Genç kız bu kısa sohbetin ardından iyice keyiflendiğini hissederek bu tatilin umduğundan da güzel geçeceğini düşündü. Meydana ulaştığında kocaman çam ağacına, çeşitli yiyecekler satan minik tezgâhlara baktı. Aslında geceyi uykusuz geçirdiği için yorgun hissedeceğini, dilediği gibi gezemeyeceğini düşünmüştü ama garip bir şekilde enerji doluydu. Hava Aralık ayının son günü olmasına rağmen çok soğuk değildi. Şehir çok kalabalıktı evet ama insanlar mutluydu. Cep telefonunu çıkarıp fotoğraf çekmek için elini cebine atmadan önce eldivenini çıkardı ve bu sırada önceki gece tanıştığı adamı, Fatih'i düşünürken buldu kendisini. Gözlerine bakışı, ağzından çıkan her sözü dikkatle dinleyişi, ellerini ısıtma çabasının doğallığı ve bu çabanın ardındaki şefkati, koruma güdüsü... Onu bir daha hiç göremeyecek olmak Nazlı'nın canını beklediğinden fazla sıkmıştı.
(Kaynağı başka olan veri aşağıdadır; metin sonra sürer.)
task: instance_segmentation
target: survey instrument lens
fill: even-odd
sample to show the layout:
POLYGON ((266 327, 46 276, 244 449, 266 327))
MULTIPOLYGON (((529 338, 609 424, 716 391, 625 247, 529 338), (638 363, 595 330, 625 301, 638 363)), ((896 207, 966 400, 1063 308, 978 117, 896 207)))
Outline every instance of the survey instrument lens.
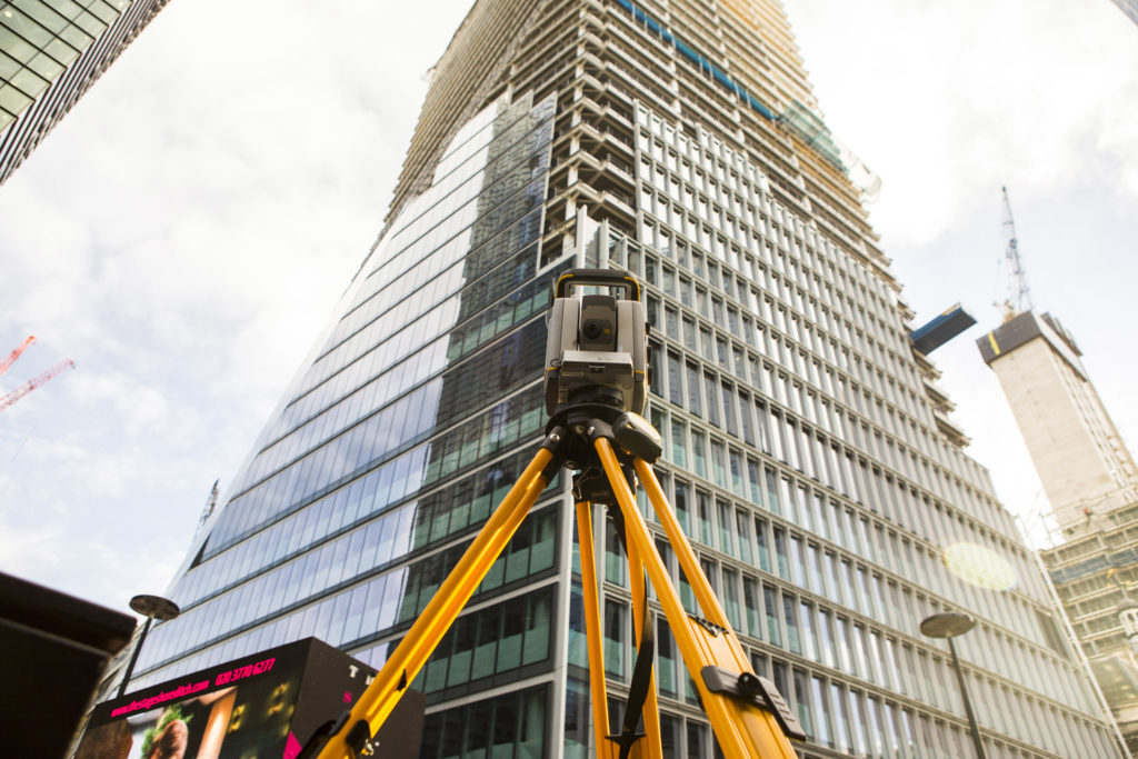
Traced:
POLYGON ((616 390, 621 411, 641 413, 648 398, 648 323, 641 286, 628 272, 570 269, 553 284, 545 343, 545 411, 582 397, 582 390, 616 390), (575 295, 595 287, 608 294, 575 295))

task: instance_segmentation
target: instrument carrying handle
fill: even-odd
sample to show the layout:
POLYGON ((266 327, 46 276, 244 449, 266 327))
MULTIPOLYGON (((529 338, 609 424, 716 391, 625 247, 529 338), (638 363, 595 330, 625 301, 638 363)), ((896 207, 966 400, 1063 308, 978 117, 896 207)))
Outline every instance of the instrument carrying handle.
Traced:
POLYGON ((640 281, 619 269, 570 269, 558 278, 553 286, 553 297, 567 298, 570 289, 589 284, 618 287, 625 291, 627 300, 641 299, 640 281))

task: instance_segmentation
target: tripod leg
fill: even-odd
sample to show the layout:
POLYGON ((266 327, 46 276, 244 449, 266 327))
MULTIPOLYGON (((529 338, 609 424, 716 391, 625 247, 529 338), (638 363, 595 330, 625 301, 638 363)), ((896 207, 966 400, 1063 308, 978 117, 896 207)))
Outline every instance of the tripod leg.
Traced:
MULTIPOLYGON (((703 709, 711 721, 711 729, 715 731, 724 756, 726 759, 754 759, 756 757, 794 759, 794 749, 783 732, 782 725, 775 718, 774 711, 769 706, 764 708, 758 704, 758 696, 752 688, 757 687, 759 678, 751 671, 750 662, 747 660, 735 634, 728 625, 696 621, 687 616, 679 601, 679 594, 668 576, 668 570, 655 550, 648 525, 644 523, 644 518, 636 509, 636 501, 620 470, 620 463, 612 446, 605 438, 597 437, 594 440, 594 447, 625 517, 628 543, 629 545, 635 543, 644 559, 649 579, 652 581, 652 587, 655 588, 657 597, 668 618, 668 626, 671 628, 671 634, 684 657, 687 671, 700 693, 703 709), (709 670, 712 675, 726 673, 728 677, 720 678, 718 682, 707 679, 704 673, 709 670), (714 683, 715 690, 710 683, 714 683)), ((636 461, 636 464, 637 471, 640 471, 642 469, 640 460, 636 461)), ((654 476, 651 479, 655 481, 654 476)), ((649 495, 653 495, 651 490, 649 490, 649 495)), ((653 505, 658 509, 661 503, 667 505, 662 497, 660 497, 660 503, 657 503, 659 496, 662 496, 662 490, 657 482, 653 505)), ((670 509, 666 509, 666 511, 670 513, 670 509)), ((661 514, 661 521, 665 518, 661 514)), ((673 517, 673 519, 675 518, 673 517)), ((683 544, 687 545, 686 541, 683 544)), ((690 545, 687 545, 687 551, 691 551, 690 545)), ((699 570, 698 562, 695 568, 699 570)), ((702 571, 696 574, 702 576, 702 571)), ((693 575, 687 577, 688 581, 694 580, 693 575)), ((715 597, 714 594, 710 595, 712 599, 715 597)), ((777 693, 775 695, 777 696, 777 693)), ((768 701, 772 700, 769 692, 766 693, 766 698, 768 701)), ((789 712, 784 703, 776 708, 785 709, 789 712)))
POLYGON ((363 692, 352 713, 320 752, 320 759, 354 759, 361 745, 371 736, 395 708, 399 695, 430 658, 443 635, 454 624, 459 612, 483 581, 490 566, 501 555, 514 530, 526 518, 529 508, 549 484, 545 468, 553 459, 547 447, 538 449, 518 481, 478 533, 475 542, 435 593, 427 608, 403 641, 396 646, 387 663, 363 692), (361 726, 361 723, 363 726, 361 726))
MULTIPOLYGON (((648 607, 648 588, 644 587, 644 560, 640 547, 627 541, 629 589, 633 594, 633 619, 636 628, 636 645, 642 645, 644 638, 645 607, 648 607)), ((654 630, 653 630, 654 633, 654 630)), ((660 743, 660 703, 655 692, 655 669, 649 678, 648 698, 644 700, 644 739, 646 757, 662 757, 660 743)))
POLYGON ((715 591, 711 589, 711 583, 708 581, 700 568, 700 561, 695 558, 692 544, 684 535, 684 528, 679 526, 679 520, 676 519, 676 514, 668 505, 668 498, 663 495, 663 488, 660 487, 660 480, 655 478, 655 472, 643 459, 636 460, 635 468, 636 475, 644 486, 644 492, 648 493, 649 501, 652 502, 655 515, 660 518, 663 533, 668 536, 668 542, 676 552, 679 569, 692 586, 692 593, 695 594, 695 601, 700 604, 703 617, 719 627, 731 627, 727 622, 727 614, 724 613, 719 600, 715 596, 715 591))
POLYGON ((593 550, 591 504, 577 502, 577 539, 580 544, 580 579, 585 601, 585 635, 588 641, 588 691, 593 703, 593 740, 597 757, 615 757, 609 735, 609 699, 604 687, 604 649, 601 633, 601 607, 596 583, 596 554, 593 550), (608 753, 607 753, 608 752, 608 753))

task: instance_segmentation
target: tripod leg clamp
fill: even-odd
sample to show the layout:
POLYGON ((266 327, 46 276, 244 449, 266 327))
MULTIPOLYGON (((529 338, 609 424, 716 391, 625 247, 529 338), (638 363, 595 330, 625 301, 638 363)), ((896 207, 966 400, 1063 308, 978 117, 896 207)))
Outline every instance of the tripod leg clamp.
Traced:
POLYGON ((707 666, 700 670, 703 684, 711 693, 725 693, 741 699, 774 715, 778 726, 792 739, 807 740, 802 724, 798 721, 790 704, 778 693, 775 684, 766 677, 752 673, 732 673, 723 667, 707 666))

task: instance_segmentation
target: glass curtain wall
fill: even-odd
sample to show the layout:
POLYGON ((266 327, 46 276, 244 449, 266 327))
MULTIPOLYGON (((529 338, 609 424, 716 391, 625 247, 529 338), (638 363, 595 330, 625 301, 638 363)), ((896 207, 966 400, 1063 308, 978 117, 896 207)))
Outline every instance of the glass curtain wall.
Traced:
MULTIPOLYGON (((389 225, 173 587, 182 614, 150 634, 135 686, 310 635, 379 667, 422 611, 544 426, 543 317, 567 265, 537 272, 552 116, 530 98, 484 110, 389 225)), ((431 703, 549 680, 555 493, 415 682, 431 703)), ((541 748, 547 691, 430 724, 475 709, 447 746, 541 748)))

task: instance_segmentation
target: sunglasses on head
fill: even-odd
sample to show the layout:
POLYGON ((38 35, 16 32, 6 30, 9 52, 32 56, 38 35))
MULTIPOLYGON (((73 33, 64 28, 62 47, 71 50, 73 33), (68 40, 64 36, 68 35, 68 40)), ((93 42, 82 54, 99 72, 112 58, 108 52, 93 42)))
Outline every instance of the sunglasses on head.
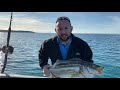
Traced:
POLYGON ((59 20, 67 20, 70 22, 70 19, 68 17, 59 17, 56 21, 56 23, 59 21, 59 20))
Nehre doğru yürüyüp o meşhur, turistlerle dolu köprüye çıktığında manzaranın güzelliği karşısında yüzüne buruk bir gülümseme yerleşti. Herkesin yanında ailesi, arkadaşları, sevgilisi yani onlar için önemi bulunan birileri vardı. Haliyle Nazlı ilk defa yeni yıla yalnız gireceği için bu kadar buruk hissetti. Evet, bu tek başına geçireceği ilk özel gün değildi ve son da olmayacağının farkındaydı ama yine de bu defaki fazla etkilemişti. Belki de gelecek yıla evli bir kadın olarak gireceğini bildiği içindi üzüntüsü. Son özgür günlerini tek başına, keyifli anlarını paylaşacak kimsesi olmadan geçirmek üzücüydü. Allah'ım ne olur bana güç ver diye içinden geçirip dua etti. Nasıl Mustafa'yla evlenebilecekti? Onunla her gece aynı yastığa baş koymak, aynı sofraya oturmak... İnsan sevilmediğini bile bile sırf malı mülkü için babasına yaranmak uğruna kendisiyle evlendiğini bildiği bir adamla nasıl bir ömür geçirebilirdi ki? Şahin Bey Mustafa'ya kızıyla evlenmesini buyurmuştu, o da kendisini büyüten adamın isteğini ikiletmeden kabul etmişti. Sırf Şahin Bey'in damadı olabilmek için Nazlı'yla evlenecekti. Tüm bunların farkında olmak ve hiçbir şey yapamamak Nazlı'nın çok ağırına gidiyordu. Resmen babası ona koca satın alıyordu üstelik bunu yaparken Nazlı'ya tenezzül edip sormuyordu bile.

Başına gelecek olanları düşündükçe içine çöken kasvetin eşliğinde yürürken çevresinin normalden kalabalıklaştığını fark etti ve ne olduğunu anlayamadan bir arbedenin ortasında kaldı. Çantası hâlâ kolunda olmasına rağmen biraz ardında kaldı ve genç bir kadın erkek arkadaşıyla ikisinin fotoğrafını çekmesini Nazlı'dan rica edince genç kızın dikkati iyice dağıldı. Her ne kadar kendisini hemen toparlayıp elini çantasına atsa da fermuarı sonuna dek açıktı ve cüzdanının yerinde yeller esiyordu.